8. Describe the pathogenesis of type 1 diabetes.
Type 1 diabetes results from host T-cell destruction of beta cells within the pancreas, which causes absolute insulin deficiency. Markers of this autoimmune process include antibodies to islet cells, insulin, and glutamic acid decarboxylase. The autoimmune destruction is believed to be related to genetic predispositions (HLA-DR/DQ alleles) in combination with poorly defined environmental factors. Patients with type 1 diabetes are prone to other autoimmune disorders (Grave’s disease and Hashimoto’s thyroiditis, celiac sprue, etc.).
9. Describe the pathogenesis of type 2 diabetes.

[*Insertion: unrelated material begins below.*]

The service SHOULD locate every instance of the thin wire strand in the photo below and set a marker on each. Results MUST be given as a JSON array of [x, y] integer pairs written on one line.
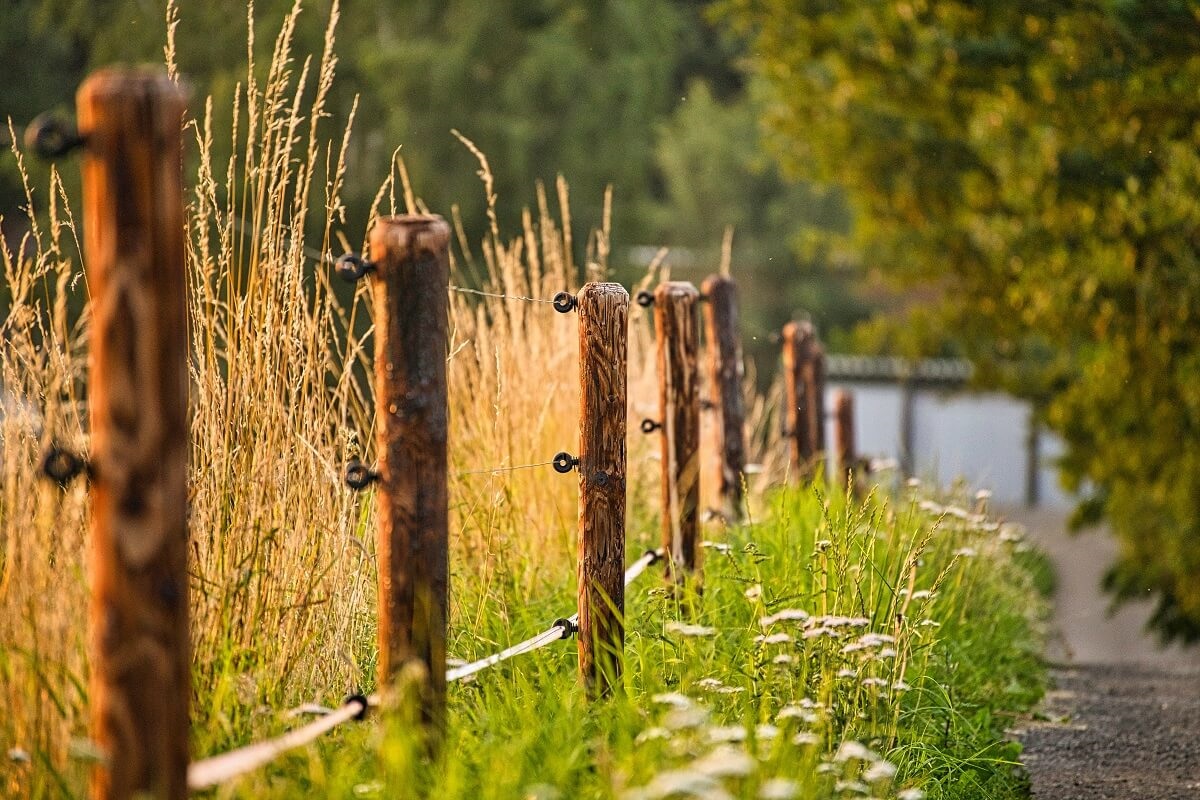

The pathogenesis of type 2 diabetes is multifactorial, although specific etiologies are unknown. Autoimmune beta-cell destruction does not occur in this form of diabetes, which accounts for 90% to 95% of all cases of diabetes. Instead, type 2 diabetes is characterized by both a defect in insulin action (known as insulin resistance) and a relative insulin deficiency. Years of hyperglycemia often precede the diagnosis, which typically occurs only after non-autoimmune beta-cell failure has begun. Loss of first-phase insulin secretion is the initial defect, with resulting postprandial glucose elevations. Eventually beta-cell death accelerates, and glucose levels rise. It is estimated that by the time of diagnosis of diabetes, patients have lost nearly 50% of their beta-cell mass.